Cinematic Releases: Breaking In (2018) Reviewed



You go to the movies to have a good time. You want to have a communal experience. The best film experiences I have ever had are the ones were the crowd is in sync with what is happening on the screen. You all want be shocked, amused, or emotionally touched. You want to feel something and be reminded of why we come back to the movies time and time again. Breaking In is not that movie. Breaking in is a cynical, aimless, and dull excuse for a thriller that made me regret going to see it.

Shaun Russell (Gabrielle Union) takes her son and daughter on a weekend getaway to her late father's secluded, high-tech vacation home in the countryside. The family soon gets an unwelcome surprise when four men break into the house to find hidden money. After managing to escape, Shaun must now figure out a way to turn the tables on the desperate thieves and save her captive children.

Gabrielle Union plays this mother who will stop at nothing to rescue her two children being held with the passion and intensity that I am not sure this movie deserves. Her committed and physical performance is one that should be in a way better movie than this used up boring waste of time. It’s way too good for this movie, that’s for sure.  No trap, no trick and especially no man inside can match a mother on mission but I wish that the filmmakers who made this movie had the passion for their mission as Gabrielle Union’s character had.

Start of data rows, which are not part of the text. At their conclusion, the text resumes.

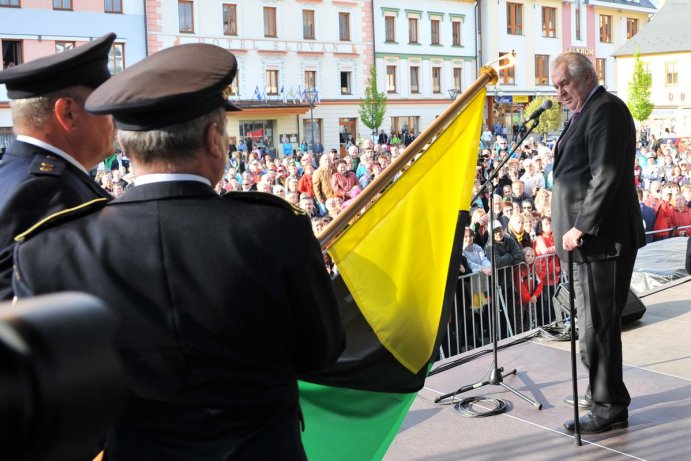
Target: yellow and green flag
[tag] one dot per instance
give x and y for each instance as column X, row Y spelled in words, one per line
column 398, row 268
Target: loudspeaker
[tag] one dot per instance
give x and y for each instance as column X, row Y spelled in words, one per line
column 633, row 310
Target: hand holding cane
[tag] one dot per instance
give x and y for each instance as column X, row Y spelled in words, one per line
column 572, row 313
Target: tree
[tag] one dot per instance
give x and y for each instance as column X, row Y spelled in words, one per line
column 639, row 91
column 550, row 120
column 373, row 106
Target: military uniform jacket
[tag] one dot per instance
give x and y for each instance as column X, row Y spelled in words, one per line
column 222, row 302
column 594, row 188
column 35, row 183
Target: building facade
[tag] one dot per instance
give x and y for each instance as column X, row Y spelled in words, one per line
column 283, row 48
column 425, row 53
column 665, row 51
column 539, row 30
column 35, row 28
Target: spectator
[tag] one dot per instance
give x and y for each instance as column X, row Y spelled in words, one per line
column 532, row 178
column 648, row 215
column 343, row 180
column 305, row 183
column 528, row 289
column 663, row 215
column 517, row 232
column 507, row 253
column 548, row 266
column 681, row 217
column 478, row 223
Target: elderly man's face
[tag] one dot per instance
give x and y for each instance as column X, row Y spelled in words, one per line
column 572, row 92
column 518, row 188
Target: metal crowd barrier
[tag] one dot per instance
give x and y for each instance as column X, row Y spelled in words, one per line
column 470, row 325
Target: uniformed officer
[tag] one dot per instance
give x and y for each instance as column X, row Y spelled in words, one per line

Things are about to get weird. 

Breaking In feels like a movie made from a movie generator, like the AI generators on Twitter. The one’s that use word clouds to write up screenplays for shows. This film’s script is like that but then someone threw actual money into making it. 

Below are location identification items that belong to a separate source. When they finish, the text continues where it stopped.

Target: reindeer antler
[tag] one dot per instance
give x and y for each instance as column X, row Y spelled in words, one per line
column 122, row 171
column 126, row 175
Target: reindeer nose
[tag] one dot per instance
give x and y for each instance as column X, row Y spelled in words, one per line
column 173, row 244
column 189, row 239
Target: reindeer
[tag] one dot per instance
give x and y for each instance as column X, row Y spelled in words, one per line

It’s a challenge to review this movie. It’s so dull and generic that I could feel the energy of the audience being sucked out of the room. Everything about this film feels slapdash and thrown together. The staging and lighting are so basic and uninteresting that I could feel myself dozing off. You shouldn’t be dozing off during an action thriller and your audience shouldn’t loudly laugh at the end either.  Both happened during this movie.

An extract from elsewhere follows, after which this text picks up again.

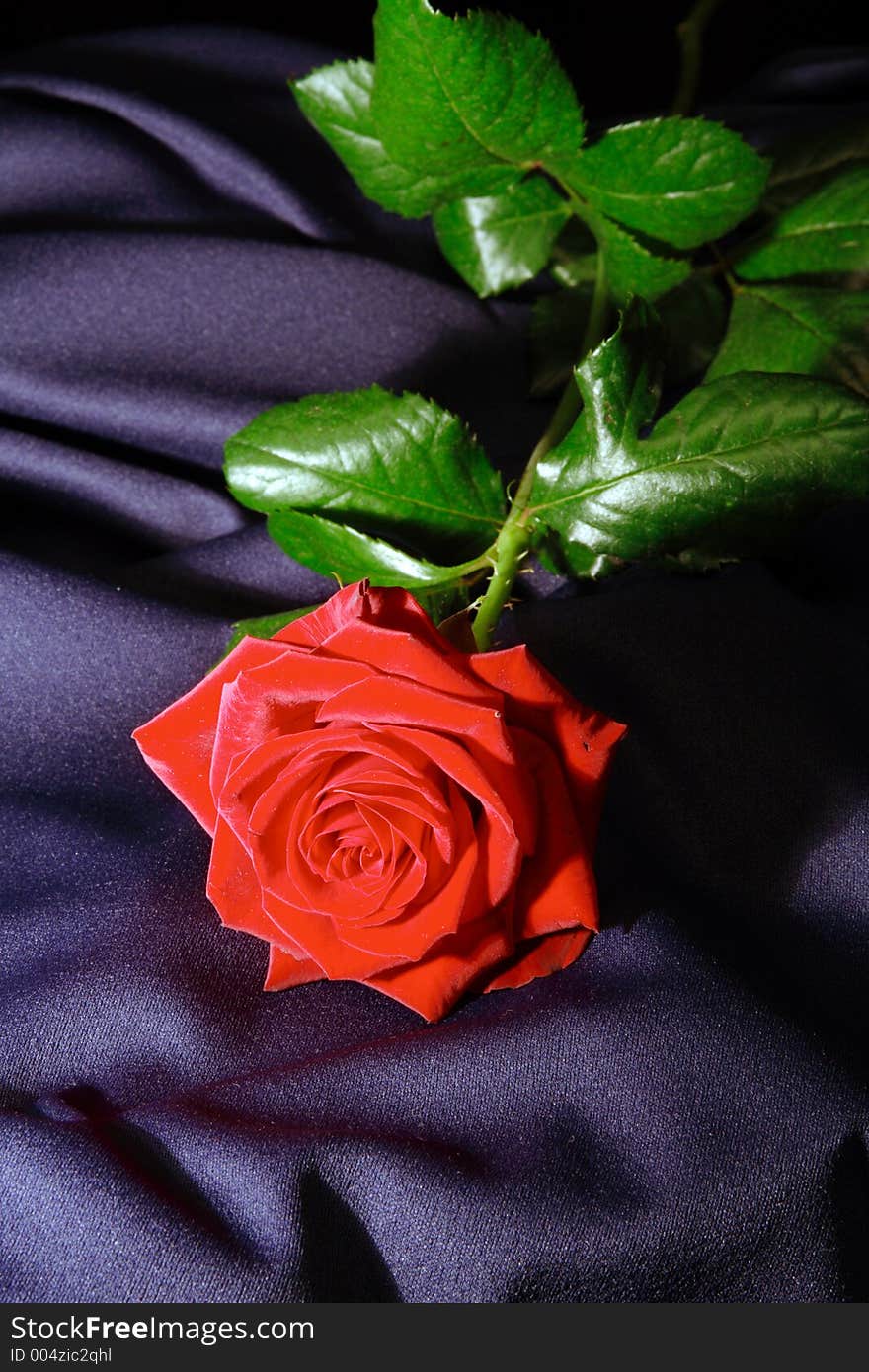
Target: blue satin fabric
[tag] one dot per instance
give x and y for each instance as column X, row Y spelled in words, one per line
column 678, row 1117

The villains in the film, much like the script for this, are flat, boring, and toothless. They weren’t scary or interesting in the slightest, even the one dude who was needlessly crazy. He felt more mildly inconvenient for the main characters than a source of constant danger. I felt no sense of danger and urgency while watching these guys interact. They seemed less like hardened criminals and more like random people who stumbled onto the set and cashed their check before anyone could notice what was going on. 


No beat, character, or moment in this is original. You can guess everywhere this film goes.  Within the first fifteen minutes of this film, you will know how it ends. I spent the rest of the film’s running time hoping that it gets there quickly or that maybe the power will go out in theater and you can go home and forget this movie.  Unfortunately for me, it didn’t and I had to endure this.